Dziennikarze Grzegorz Łakomski i Dariusz Kubik przeanalizowali finansowanie kampanii wyborczych kandydatów PiS w ostatnich wyborach do europarlamentu. Ustalili, że znaczną część tych kampanii sfinansowały osoby sprawujące kierownicze stanowiska w zależnych od rządu spółkach i zależnych od PiS instytucjach państwowych. Rezultaty dziennikarskiego śledztwa można zobaczyć w reportażu "Do spółki z PiS. Parakampania".
"Wygląda na zorganizowany schemat. To nie jest spontaniczna akcja"
O ustaleniach dziennikarzy mówili w piątek politycy w Sejmie. Dariusz Rosati z Koalicji Obywatelskiej stwierdził, że "wygląda to na zorganizowany schemat". - To nie jest spontaniczna akcja osób zainteresowanych wyborem, które z własnej kieszeni finansują, wspierają kampanię, ale ma to znamiona planu finansowego - powiedział.
Zdaniem posła "należy się przyjrzeć temu, czy nie zostały wykorzystane pieniądze publiczne, czy pozycja kandydatów do europarlamentu nie pozwoliła na wywieranie presji, wpływu na spółki, w których osoby świadczące to datki były zatrudniane". - Wygląda to dość podejrzanie - ocenił.
"Szefowie Orlenu musieli się opłacić najważniejszym osobom w partii rządzącej"
Marek Biernacki z Polskiego Stronnictwa Ludowego ocenił, że "ta sprawa na pewno powinna zostać zweryfikowana". - Musi być oceniona, kryminalistyka zawsze wyklucza przypadek, jak jest zbieżność takich okoliczności.

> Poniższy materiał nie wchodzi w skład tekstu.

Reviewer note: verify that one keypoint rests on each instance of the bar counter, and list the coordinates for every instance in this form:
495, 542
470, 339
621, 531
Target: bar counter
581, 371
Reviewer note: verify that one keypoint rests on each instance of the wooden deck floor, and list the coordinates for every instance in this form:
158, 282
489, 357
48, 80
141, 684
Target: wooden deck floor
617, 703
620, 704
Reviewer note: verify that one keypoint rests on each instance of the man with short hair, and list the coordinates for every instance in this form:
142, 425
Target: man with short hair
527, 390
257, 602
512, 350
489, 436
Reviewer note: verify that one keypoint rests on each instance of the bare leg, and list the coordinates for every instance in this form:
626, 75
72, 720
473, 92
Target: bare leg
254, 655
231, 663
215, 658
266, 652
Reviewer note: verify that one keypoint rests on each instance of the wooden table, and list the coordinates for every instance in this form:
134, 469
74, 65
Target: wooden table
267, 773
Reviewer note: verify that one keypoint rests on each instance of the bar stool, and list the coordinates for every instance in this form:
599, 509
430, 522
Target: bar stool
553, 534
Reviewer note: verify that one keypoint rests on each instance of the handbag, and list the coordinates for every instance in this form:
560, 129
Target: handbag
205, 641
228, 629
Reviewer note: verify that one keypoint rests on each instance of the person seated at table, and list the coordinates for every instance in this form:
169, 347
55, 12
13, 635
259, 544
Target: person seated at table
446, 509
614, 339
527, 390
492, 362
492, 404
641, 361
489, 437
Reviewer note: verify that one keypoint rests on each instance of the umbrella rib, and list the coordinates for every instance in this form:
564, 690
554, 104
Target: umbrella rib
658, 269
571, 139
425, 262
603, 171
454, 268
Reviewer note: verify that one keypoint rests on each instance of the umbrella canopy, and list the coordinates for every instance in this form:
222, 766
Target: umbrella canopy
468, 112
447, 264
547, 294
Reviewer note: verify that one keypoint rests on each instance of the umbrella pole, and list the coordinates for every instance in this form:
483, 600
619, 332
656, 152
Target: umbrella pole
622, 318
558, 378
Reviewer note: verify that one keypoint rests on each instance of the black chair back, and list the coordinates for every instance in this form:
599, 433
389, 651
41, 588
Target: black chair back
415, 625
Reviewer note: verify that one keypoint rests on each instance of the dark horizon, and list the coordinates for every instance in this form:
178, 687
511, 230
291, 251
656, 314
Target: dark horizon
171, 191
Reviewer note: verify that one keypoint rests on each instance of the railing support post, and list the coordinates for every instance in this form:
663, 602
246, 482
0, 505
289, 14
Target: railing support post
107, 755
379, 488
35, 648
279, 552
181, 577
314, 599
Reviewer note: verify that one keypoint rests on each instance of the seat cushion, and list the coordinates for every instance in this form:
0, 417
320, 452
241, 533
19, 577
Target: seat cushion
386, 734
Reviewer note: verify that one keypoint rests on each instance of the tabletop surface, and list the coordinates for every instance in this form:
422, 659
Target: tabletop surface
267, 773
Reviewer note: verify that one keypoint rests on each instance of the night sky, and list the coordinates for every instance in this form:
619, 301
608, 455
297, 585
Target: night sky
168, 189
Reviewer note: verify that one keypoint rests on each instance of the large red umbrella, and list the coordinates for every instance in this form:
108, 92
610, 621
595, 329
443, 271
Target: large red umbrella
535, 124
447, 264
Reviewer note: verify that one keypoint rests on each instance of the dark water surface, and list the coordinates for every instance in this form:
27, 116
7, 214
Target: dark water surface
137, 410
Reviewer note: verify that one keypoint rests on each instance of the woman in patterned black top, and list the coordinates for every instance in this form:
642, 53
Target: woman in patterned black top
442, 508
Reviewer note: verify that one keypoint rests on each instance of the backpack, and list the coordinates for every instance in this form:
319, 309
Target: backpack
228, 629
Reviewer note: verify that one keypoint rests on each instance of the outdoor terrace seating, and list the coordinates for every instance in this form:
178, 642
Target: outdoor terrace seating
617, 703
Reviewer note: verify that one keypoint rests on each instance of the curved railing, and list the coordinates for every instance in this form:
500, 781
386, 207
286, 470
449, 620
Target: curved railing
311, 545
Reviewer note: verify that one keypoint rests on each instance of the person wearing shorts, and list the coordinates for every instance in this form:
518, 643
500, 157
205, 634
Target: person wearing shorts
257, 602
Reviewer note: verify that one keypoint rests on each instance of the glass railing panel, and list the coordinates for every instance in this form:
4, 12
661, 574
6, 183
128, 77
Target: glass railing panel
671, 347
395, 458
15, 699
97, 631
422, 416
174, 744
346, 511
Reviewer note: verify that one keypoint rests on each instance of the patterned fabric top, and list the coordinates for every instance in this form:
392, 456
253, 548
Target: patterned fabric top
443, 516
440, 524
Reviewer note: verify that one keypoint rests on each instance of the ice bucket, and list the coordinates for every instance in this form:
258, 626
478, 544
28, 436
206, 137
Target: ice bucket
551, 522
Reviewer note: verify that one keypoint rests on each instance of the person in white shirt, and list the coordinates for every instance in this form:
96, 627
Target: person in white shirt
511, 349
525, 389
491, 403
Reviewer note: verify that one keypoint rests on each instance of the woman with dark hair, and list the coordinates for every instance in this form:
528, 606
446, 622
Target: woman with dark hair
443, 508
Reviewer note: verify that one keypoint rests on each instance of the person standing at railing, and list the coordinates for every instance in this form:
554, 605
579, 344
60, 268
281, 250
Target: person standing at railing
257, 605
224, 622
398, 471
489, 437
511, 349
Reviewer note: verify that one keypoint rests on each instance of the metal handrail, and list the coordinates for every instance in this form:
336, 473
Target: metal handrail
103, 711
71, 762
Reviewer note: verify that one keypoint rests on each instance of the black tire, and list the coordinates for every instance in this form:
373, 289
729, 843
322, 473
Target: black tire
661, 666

Tutaj sytuacja jest jednoznaczna w ocenie moralnej. Szefowie Orlenu musieli się opłacić najważniejszym osobom w partii rządzącej. Zrobili to bez zahamowań. Być może był to obowiązek - powiedział poseł.
"Każda osoba, która startuje w wyborach, sprawdza, ile pieniędzy ktoś wpłaca na jej kampanię"

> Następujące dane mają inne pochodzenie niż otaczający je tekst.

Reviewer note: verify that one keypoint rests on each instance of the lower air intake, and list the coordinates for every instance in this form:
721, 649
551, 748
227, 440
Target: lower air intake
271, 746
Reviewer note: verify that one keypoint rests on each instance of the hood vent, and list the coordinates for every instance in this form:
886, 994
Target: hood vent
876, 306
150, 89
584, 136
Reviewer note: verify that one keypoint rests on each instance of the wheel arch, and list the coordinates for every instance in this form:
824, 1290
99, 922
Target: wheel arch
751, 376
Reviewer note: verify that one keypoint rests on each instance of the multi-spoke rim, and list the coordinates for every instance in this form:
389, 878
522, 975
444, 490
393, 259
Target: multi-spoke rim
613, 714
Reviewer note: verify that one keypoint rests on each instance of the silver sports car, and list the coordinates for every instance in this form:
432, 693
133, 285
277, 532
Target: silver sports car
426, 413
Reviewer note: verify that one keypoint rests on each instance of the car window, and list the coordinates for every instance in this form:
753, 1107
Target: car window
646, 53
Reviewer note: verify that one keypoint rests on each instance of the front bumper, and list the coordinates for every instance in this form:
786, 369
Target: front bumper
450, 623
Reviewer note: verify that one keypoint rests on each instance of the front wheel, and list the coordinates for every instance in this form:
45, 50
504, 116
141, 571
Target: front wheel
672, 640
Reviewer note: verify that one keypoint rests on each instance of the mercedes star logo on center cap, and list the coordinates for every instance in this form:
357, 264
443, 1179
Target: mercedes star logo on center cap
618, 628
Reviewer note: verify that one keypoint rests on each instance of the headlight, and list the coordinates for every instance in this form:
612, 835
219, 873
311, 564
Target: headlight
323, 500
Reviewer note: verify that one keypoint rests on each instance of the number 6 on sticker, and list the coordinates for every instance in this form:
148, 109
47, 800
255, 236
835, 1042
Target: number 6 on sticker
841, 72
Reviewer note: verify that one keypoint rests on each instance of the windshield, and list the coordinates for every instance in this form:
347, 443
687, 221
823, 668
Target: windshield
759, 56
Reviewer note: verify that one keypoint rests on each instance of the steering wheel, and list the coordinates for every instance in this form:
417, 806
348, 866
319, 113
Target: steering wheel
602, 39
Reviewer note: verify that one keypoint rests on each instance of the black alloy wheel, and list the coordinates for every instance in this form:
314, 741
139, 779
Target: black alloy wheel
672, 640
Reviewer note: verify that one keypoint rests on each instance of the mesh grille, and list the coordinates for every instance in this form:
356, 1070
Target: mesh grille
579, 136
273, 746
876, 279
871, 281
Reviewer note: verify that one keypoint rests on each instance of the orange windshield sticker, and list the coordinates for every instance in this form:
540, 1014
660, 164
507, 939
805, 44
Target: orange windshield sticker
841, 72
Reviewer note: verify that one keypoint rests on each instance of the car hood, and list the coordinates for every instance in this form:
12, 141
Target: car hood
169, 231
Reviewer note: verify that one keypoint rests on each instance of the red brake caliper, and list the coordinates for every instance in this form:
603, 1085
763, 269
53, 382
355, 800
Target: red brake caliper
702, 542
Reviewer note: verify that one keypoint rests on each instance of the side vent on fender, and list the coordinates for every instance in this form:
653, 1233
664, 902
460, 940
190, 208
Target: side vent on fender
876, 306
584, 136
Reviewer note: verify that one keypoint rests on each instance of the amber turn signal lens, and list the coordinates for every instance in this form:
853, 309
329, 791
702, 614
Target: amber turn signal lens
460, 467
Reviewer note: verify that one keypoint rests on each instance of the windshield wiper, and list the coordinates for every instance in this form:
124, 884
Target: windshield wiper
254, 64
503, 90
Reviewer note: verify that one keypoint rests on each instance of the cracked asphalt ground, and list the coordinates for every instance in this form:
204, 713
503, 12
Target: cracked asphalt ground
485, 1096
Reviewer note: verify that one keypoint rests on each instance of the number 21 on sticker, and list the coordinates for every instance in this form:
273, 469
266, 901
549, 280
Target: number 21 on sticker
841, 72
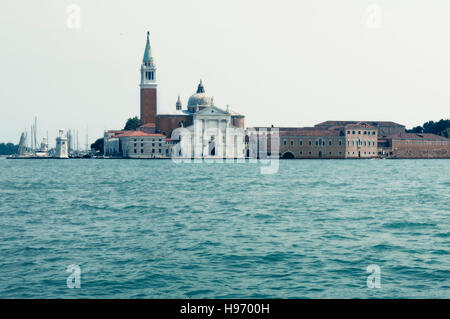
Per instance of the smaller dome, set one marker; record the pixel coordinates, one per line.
(200, 98)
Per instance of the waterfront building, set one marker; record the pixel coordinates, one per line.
(414, 145)
(136, 144)
(206, 124)
(62, 150)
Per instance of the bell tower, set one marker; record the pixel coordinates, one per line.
(148, 86)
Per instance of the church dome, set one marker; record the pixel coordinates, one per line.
(200, 98)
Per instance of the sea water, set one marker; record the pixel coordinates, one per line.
(158, 229)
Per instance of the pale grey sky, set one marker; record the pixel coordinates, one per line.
(287, 63)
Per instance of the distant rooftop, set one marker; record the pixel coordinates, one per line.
(374, 123)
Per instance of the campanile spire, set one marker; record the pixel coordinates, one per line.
(148, 86)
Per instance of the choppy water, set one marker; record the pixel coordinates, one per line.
(156, 229)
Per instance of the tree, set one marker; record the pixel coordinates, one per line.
(98, 145)
(132, 124)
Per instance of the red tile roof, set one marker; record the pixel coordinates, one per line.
(148, 125)
(309, 132)
(417, 136)
(137, 134)
(361, 125)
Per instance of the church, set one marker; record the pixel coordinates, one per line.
(207, 130)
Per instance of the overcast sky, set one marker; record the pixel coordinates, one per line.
(287, 63)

Joanna Scheuring-Wielgus z Lewicy podkreślała, że "każda osoba, która startuje w wyborach, sprawdza, ile pieniędzy ktoś wpłaca na jej kampanię i kto to robi".
- Musimy wiedzieć, ile pieniędzy możemy wydać na plakaty, na billboardy, czy możemy zrobić jakieś dodatkowe spotkania. Każda osoba, która startuje, jest żywo zainteresowana tym, ile może wydać pieniędzy. Jestem przekonana, że pani Szydło i pani Kopcińska były tym żywo zainteresowane - zaznaczyła posłanka, odnosząc się do dwóch głównych postaci, o których dziennikarze TVN24 opowiedzieli w reportażu.
"Osoby powołane do spółek Skarbu Państwa nie są pozbawione praw obywatelskich"
Bolesław Piecha z PiS pytany o praktyki ukazane w reportażu przekonywał, że "to jest zgodne z prawem", bo "każdy z obywateli ma prawo ze swojego konta przesłać określoną kwotę na kampanię wyborczą".
- Każdy może wybrać, kogo chce i ilości [pieniędzy - przyp. red.], jakiej chce, byle tylko trzymał się procedury ustawowej. (...) Osoby powołane do spółek Skarbu Państwa nie są pozbawione praw obywatelskich - dodał.